Nessa reta final, especialistas orientam enviar a declaração com o máximo de informações que tiver em mãos, mesmo que falte algum dado. A lógica é: é melhor enviar a declaração incompleta do que pagar multa por atraso. Atualmente, a multa para quem atrasa a entrega da declaração é de 1% ao mês ou fração, calculada sobre o valor total do imposto devido. O valor mínimo é de R$ 165,74 e o máximo é 20% do imposto devido.

Quem entrega a declaração incompleta acaba caindo na malha fina, que nada mais é do que a retenção da declaração para que o contribuinte esclareça as inconsistências. Porém, entregando incompleto, o contribuinte evita a multa e ganha prazo para obter o documento faltante. Depois, com o documento em mãos, é só fazer a Declaração de Ajuste Anual (DAA) retificadora, que serve para corrigir os erros cometidos na declaração anual. Conforme a Receita Federal, até o momento, pelo menos 9,2% das declarações recebidas este ano foram retificadoras.

Pré-preenchida

Uma das saídas para quem deixou para a última hora é a declaração pré-preenchida, que já deve conter pelo menos os rendimentos tributáveis informados pelo empregador e outras informações repassadas por outras instituições, como bancos. Com a pré-preenchida, o contribuinte precisa apenas conferir os dados.
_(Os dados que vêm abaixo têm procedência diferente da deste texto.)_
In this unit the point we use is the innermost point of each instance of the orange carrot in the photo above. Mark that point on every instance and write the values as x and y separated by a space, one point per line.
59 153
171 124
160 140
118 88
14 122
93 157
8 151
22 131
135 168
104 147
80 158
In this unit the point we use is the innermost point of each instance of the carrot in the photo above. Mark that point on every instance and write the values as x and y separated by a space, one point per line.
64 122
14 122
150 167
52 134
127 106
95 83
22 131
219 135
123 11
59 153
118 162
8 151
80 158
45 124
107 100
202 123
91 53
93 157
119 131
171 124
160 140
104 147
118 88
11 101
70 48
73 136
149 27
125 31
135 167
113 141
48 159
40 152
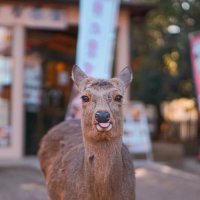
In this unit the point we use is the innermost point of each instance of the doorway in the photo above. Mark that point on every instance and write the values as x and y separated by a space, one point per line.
49 57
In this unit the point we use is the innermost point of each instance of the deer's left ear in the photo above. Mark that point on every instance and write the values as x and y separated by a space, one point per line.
126 76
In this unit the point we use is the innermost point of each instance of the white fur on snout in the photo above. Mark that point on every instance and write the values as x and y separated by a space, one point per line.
104 126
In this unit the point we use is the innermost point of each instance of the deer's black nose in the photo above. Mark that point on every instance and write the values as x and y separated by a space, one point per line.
102 116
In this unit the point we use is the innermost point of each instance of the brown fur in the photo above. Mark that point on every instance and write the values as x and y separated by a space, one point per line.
80 163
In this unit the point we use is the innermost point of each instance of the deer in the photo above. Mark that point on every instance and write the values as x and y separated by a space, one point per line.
86 159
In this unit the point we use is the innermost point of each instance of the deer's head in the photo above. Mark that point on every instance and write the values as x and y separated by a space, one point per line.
102 102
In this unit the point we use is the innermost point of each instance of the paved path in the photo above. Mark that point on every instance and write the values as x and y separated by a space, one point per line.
165 183
154 182
21 183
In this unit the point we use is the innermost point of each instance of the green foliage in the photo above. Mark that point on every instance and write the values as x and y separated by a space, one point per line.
161 59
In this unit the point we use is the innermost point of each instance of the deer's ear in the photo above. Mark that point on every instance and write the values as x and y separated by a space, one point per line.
78 76
126 76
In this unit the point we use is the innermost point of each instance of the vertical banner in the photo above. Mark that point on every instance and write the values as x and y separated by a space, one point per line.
96 36
195 58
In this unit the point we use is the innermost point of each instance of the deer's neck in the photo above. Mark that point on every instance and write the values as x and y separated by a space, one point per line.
103 166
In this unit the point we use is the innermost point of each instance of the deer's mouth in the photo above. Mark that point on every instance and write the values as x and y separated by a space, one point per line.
104 126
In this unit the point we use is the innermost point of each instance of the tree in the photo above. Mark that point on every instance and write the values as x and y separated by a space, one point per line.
161 54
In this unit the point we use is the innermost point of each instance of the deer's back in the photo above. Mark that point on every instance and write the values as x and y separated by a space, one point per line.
58 148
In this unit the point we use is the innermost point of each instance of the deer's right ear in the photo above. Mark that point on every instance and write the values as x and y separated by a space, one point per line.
78 76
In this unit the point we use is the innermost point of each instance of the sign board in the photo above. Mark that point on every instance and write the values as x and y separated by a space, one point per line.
96 36
33 16
136 130
195 59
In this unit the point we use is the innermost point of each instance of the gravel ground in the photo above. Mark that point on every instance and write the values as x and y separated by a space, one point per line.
152 183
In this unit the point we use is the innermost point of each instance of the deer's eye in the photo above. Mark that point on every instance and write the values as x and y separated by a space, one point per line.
118 98
85 98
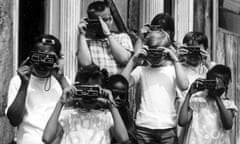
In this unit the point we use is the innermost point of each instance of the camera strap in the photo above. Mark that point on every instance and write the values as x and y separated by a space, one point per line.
47 84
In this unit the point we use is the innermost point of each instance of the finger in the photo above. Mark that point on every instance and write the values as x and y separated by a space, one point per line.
25 61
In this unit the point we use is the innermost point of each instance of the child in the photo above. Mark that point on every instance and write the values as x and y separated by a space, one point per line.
207 111
86 125
156 118
120 87
195 65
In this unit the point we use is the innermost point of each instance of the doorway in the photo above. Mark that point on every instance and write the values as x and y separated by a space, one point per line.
31 25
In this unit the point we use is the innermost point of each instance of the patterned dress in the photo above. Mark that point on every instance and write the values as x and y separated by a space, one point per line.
206 125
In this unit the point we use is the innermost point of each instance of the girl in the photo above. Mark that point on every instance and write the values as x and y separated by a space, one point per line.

Não deixe para a última hora

Apesar das facilidades, a própria Receita Federal orienta não deixar o envio para o último dia. Isso porque o sistema de envio das declarações pode ficar congestionado devido ao alto volume de envios na mesma hora. Quanto antes, melhor.

Quem precisa declarar

Neste ano, devem declarar Imposto de Renda os contribuintes que: receberam rendimentos tributáveis acima de R$ 35.584,00 em 2025; tiveram rendimentos isentos, não tributáveis ou tributados exclusivamente na fonte acima de R$ 200 mil; tinham, em 31 de dezembro de 2025, bens e direitos cuja soma ultrapassava R$ 800 mil; realizaram operações em bolsa de valores ou obteve ganho de capital na venda de bens.